Смуглый брюнет в бежевом костюме кивнул и ринулся куда-то
вбок. Федор схватил меня, спрятал за свою спину и заверещал:
– Сядьте, сядьте. Арина немедленно ответит на все ваши
вопросы.
Не тут-то было. Борзописцы без конца щелкали затворами камер
и никак не желали садиться на свои места. Как человек, работавший когда-то в
журнале «Мир криминала», я очень хорошо их понимала. Обычно вручение всяких
наград выглядит более чем нудно: речь того, кто награждает, поцелуй, букет,
ответ лауреата, улыбка, поцелуй, затем, если повезет, банкет. А тут такая
фишка. От Федора, прикрывавшего меня своим широким телом, одуряюще несло на
редкость противным одеколоном. Я чихнула раз, другой, третий и решила на всякий
случай отодвинуться от источника запаха. Сделала один шаг, второй, третий.., и
почувствовала, как земля уходит из-под ног, не в фигуральном, а в прямом смысле
слова.

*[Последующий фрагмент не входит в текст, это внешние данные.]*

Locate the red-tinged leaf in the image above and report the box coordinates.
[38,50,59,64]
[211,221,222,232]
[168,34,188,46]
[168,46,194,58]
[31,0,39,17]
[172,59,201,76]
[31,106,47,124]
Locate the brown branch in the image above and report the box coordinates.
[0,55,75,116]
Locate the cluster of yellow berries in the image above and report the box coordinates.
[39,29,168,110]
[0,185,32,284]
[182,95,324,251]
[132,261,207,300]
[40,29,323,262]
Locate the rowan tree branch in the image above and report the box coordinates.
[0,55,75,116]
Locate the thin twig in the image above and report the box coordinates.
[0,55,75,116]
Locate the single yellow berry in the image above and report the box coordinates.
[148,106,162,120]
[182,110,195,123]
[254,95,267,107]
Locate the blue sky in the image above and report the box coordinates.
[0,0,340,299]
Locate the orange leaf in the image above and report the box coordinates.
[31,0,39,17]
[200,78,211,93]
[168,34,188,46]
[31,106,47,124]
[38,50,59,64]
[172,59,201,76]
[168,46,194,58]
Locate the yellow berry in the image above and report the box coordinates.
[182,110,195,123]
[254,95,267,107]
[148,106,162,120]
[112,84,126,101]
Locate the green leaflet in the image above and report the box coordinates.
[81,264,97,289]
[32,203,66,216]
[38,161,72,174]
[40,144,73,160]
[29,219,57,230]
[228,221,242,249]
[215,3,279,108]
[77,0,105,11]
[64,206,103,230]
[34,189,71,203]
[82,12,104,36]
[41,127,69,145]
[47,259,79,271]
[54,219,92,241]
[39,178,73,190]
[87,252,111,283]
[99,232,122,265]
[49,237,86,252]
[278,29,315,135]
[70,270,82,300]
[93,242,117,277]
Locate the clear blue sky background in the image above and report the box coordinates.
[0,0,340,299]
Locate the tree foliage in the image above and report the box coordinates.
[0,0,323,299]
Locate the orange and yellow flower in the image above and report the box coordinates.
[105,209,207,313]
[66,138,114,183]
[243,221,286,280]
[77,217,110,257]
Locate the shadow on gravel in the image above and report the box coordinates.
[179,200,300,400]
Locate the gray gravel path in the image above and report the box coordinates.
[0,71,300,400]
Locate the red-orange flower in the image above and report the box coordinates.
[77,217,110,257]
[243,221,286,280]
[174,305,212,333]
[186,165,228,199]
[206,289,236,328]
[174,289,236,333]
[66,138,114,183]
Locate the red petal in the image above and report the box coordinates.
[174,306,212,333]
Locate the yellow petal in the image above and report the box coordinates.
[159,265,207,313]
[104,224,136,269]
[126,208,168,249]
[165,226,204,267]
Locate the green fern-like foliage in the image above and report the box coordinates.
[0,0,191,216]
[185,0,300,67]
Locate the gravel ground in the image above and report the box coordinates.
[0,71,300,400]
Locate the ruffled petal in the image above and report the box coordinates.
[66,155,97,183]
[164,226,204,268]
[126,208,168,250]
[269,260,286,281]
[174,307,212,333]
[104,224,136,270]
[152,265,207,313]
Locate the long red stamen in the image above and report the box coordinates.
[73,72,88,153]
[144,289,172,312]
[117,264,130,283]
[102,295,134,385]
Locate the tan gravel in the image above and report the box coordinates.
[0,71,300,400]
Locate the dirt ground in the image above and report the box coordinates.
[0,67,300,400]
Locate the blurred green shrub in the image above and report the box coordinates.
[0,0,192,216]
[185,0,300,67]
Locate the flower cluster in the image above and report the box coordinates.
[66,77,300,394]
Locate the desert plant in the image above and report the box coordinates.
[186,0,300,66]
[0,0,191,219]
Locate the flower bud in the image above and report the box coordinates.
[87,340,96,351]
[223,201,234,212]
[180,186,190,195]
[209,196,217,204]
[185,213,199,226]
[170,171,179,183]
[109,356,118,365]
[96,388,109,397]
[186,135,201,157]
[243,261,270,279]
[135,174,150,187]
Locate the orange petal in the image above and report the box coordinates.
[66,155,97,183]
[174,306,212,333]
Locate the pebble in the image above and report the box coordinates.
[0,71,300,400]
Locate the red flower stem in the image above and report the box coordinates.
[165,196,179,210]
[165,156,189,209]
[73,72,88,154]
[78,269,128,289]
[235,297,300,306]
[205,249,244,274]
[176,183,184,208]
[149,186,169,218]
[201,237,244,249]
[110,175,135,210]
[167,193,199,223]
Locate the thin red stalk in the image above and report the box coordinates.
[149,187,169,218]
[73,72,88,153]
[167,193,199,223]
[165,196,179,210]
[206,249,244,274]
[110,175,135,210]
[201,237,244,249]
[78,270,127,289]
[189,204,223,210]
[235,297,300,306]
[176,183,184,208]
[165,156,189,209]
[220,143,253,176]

Желая оказаться подальше от Федора, я не заметила, как угодила в дыру,
пробитую горшком.
Может, кто другой из литераторов и не протиснулся бы в это
отверстие. Писатели – люди, в основном ведущие сидячий образ жизни, поэтому и
объемы у них соответственные. Но я со своим сорок вторым размером со свистом
полетела под сцену.
Под дощатым полом было темно, грязно и тихо, но через пару
мгновений, в лучах проникающего из отверстия света, я увидела горшок. Потом над
моей головой появилось нечто и спросило голосом Федора:
– Котя, ты жива?
– Ага, – закашлялась я.
– Шею не сломала?
– Нет.
– А жаль, я избавился бы от тебя наконец, лапа! – в сердцах
сказал рекламщик. – Вот ведь наказанье! Даже с вечно пьяным Сергеевым легче,
чем с тобой!
– Я не употребляю алкоголь, – прошептала я, стукаясь головой
о сцену.
– Очень зря, – посетовал Федор, – может, тебе начать пить,
нюхать и ширяться? Все лучше, чем постоянно…

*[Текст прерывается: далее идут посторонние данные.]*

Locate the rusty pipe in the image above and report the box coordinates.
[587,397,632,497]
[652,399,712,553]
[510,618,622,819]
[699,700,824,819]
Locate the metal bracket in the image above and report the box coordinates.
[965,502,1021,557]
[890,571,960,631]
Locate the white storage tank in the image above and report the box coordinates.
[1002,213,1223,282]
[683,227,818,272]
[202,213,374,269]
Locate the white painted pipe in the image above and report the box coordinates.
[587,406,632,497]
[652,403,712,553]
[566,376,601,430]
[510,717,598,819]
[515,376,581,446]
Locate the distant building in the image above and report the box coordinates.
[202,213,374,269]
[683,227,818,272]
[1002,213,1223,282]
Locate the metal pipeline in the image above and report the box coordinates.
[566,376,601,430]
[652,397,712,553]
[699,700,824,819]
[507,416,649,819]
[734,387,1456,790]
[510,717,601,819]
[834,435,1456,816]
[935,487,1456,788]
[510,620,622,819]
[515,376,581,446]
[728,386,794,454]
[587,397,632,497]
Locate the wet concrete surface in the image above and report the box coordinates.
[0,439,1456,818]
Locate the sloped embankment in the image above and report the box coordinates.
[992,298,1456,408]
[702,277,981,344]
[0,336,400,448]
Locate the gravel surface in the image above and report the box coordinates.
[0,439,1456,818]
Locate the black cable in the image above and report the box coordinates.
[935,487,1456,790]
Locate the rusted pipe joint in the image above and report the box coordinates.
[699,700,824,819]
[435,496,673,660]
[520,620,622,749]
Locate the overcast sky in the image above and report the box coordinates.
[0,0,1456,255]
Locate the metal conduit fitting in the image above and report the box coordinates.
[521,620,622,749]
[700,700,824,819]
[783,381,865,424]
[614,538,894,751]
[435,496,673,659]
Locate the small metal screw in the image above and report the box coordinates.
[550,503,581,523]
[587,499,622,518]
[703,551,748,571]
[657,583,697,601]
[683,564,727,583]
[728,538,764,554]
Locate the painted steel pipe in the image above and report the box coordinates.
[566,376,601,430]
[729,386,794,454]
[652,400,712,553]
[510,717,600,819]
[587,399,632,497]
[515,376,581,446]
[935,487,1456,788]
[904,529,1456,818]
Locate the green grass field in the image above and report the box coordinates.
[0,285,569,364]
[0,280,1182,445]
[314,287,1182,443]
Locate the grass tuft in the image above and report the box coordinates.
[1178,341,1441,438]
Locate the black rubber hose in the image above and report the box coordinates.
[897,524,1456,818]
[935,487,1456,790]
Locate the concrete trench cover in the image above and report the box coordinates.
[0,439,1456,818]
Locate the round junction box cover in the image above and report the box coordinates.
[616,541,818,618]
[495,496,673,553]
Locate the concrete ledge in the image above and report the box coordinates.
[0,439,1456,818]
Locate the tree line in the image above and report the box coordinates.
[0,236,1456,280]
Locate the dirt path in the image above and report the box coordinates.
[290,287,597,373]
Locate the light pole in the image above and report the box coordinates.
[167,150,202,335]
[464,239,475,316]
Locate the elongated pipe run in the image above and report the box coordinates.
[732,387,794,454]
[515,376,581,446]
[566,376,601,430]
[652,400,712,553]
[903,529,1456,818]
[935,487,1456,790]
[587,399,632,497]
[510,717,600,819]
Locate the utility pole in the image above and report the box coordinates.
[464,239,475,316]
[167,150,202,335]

В этот момент я почувствовала, как по моим ногам скользнуло
что-то быстрое и мягкое, и заорала во всю мочь:
– Спасите! Крысы!
– Не нервничай, пуся, – сказал Федор и исчез.
– Не кричите, – сказала крыса.
Я опустила глаза вниз и увидела смуглого брюнета, стоящего
на четвереньках.
– Извините, я случайно схватил вас за ногу.
– Ничего, – пролепетала я, – мне даже приятно, здравствуйте,
чудесный вечер, не правда ли?
– Немного прохладно для начала мая, – чихнул брюнет и велел:
– Пригнитесь и идите за мной, там дверца есть.
Глава 25
Без конца стукаясь головой о доски, я пошла за парнем.
Брюнет передвигался не на локтях и коленях, как мне
показалось вначале. Просто ему, мужчине очень высокого роста, пришлось сильно
согнуться и чуть присесть. Я же шла почти выпрямившись, правда, регулярно
прикладываясь макушкой о сцену.
Наконец брюнет распахнул крошечную дверцу, кряхтя вылез
наружу, заботливо вытащил меня и сказал:
– Пошли.
Мы поднялись по ступенькам и оказались на сцене.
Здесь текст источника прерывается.